Check the traces logged to langfuse at "https://<CODESPACE_NAME>-3001.app.github.dev" or head over to the ports tab to access port 3001. It can be observed that when the response is returned from cache, the langfuse trace aptly marks "True" for cache hit.

#### Virtual Keys
The LLM Gateway in this codespace has been set up with a virtual key with access to the configured model for demonstration. Try out the code sample below.

In [None]:
import openai
client = openai.OpenAI(
    api_key="sk-TE5BPNfSh4IOCNpW3I5EDQ",
    base_url="http://0.0.0.0:4000"
)

In [None]:
query = "Hi, what is an LLM?" # Change this to your query/prompt

In [None]:
response = client.chat.completions.create(model="phi3", messages = [
    {
        "role": "user",
        "content": query
    }
])

print(response)

Head over to LiteLLM UI at "https://<CODESPACE_NAME>-4000.app.github.dev/ui" to add more virtual keys and try them out. Login with the master key "sk-password" to access the admin panel (Username : admin).\
Note: Virtual keys can be used for limiting access to models, track usage, limit rate of requests and more. Refer to the section on virtual keys in README for more details. 

#### RAG with Langchain
To demonstrate how models proxied from LLM Gateway maybe used in RAG applications with minimal code changes, a sample RAG pipeline is provided below. The RAG pipeline uses the open source model "phi3" registered through LLM Gateway to generate responses and the open source embedding model "nomic-embed-text" to generate embeddings for the documents. 
For this example, let's take the infamous state_of_the_union.txt as the document to be used in the RAG pipeline. Run the code below to see the RAG pipeline in action. 

In [None]:
from langchain_community.document_loaders import TextLoader
from langchain_openai import OpenAIEmbeddings,ChatOpenAI
from langchain_text_splitters import CharacterTextSplitter
from langchain.chains import RetrievalQA
from langchain_community.vectorstores import Annoy

Split document

In [None]:
loader = TextLoader("data/state_of_the_union.txt")
documents = loader.load()
text_splitter = CharacterTextSplitter(chunk_size=1000, chunk_overlap=0)
docs = text_splitter.split_documents(documents)

In [None]:

embeddings = OpenAIEmbeddings(api_key="sk-password",
    base_url="http://0.0.0.0:4000",
    model="nomic-embed-text")

llm = ChatOpenAI(model_name="phi3", temperature=0,api_key="sk-password",
    base_url="http://0.0.0.0:4000")

Load split documents into vector store

In [None]:
vector_store = Annoy.from_documents(
    docs,
    embeddings
)

Test RAG by asking a question about the state of the union address

In [None]:
prompt = "What did the president say about the economy?" # Change this to your query/prompt

In [None]:
qa_chain = RetrievalQA.from_chain_type(
    llm,
    retriever=vector_store.as_retriever(),
    chain_type = "stuff",
)

In [None]:
qa_chain.invoke(prompt)

### Integration with Langfuse
Langfuse Tracing integrates with Langchain using Langchain Callbacks and the SDK automatically creates a nested trace for every run of your Langchain applications.

In [None]:
import os
os.environ["LANGFUSE_PUBLIC_KEY"] = "pk-lf-f2a3d62b-8ee4-4736-a823-5751a40f1bba"
os.environ["LANGFUSE_SECRET_KEY"] = "sk-lf-7b4fd420-8dfc-4996-abaf-79ce05c8b7ba"
os.environ["LANGFUSE_HOST"] = "http://localhost:3001"

In [None]:
from langfuse.callback import CallbackHandler
 
langfuse_handler = CallbackHandler()

In [None]:
prompt = "What is the view on tax cuts?" # Change this to your query/prompt

In [None]:
qa_chain.invoke(prompt,config={"callbacks":[langfuse_handler]})

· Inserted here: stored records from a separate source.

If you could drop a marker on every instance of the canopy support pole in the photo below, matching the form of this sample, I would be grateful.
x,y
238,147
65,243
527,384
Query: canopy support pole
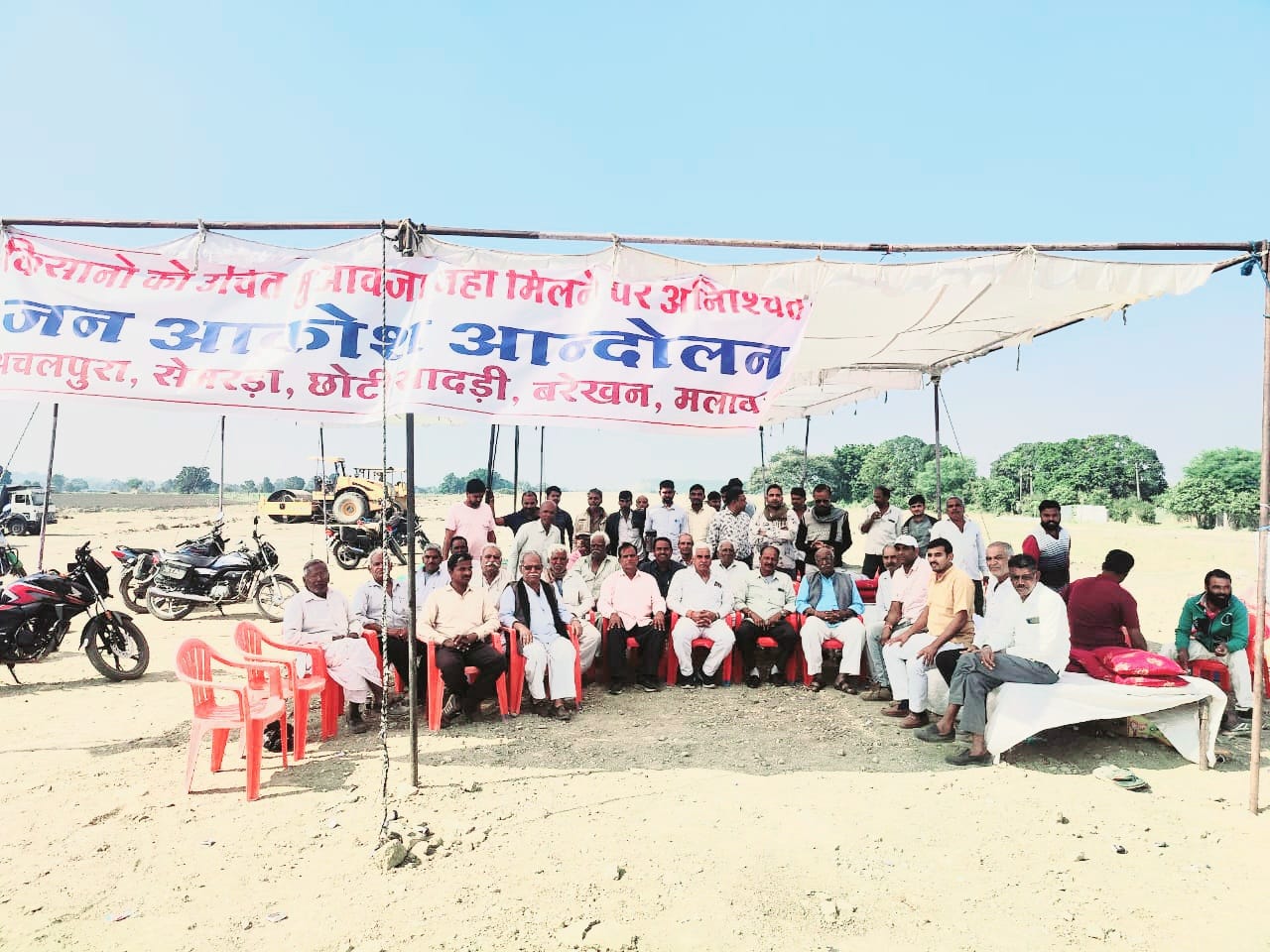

#### PII Masking [Optional]
When Presidio service is enabled in the codespace, try out the code below to see PII masking in action.

In [None]:
query = "Hi, How are you? My name is John Doe and my phone number is 1800224541" # Change this prompt to test different PII inputs

In [None]:
import openai
client = openai.OpenAI(
    api_key="sk-password",
    base_url="http://0.0.0.0:4000"
)

response = client.chat.completions.create(model="phi3", messages = [
    {
        "role": "user",
        "content": query
    }
])

print(response)

See that the response have masked PII. It can also be seen in the langfuse traces corresponding to the LLM call that the gateway masks the data before passing the user inputs to the LLM.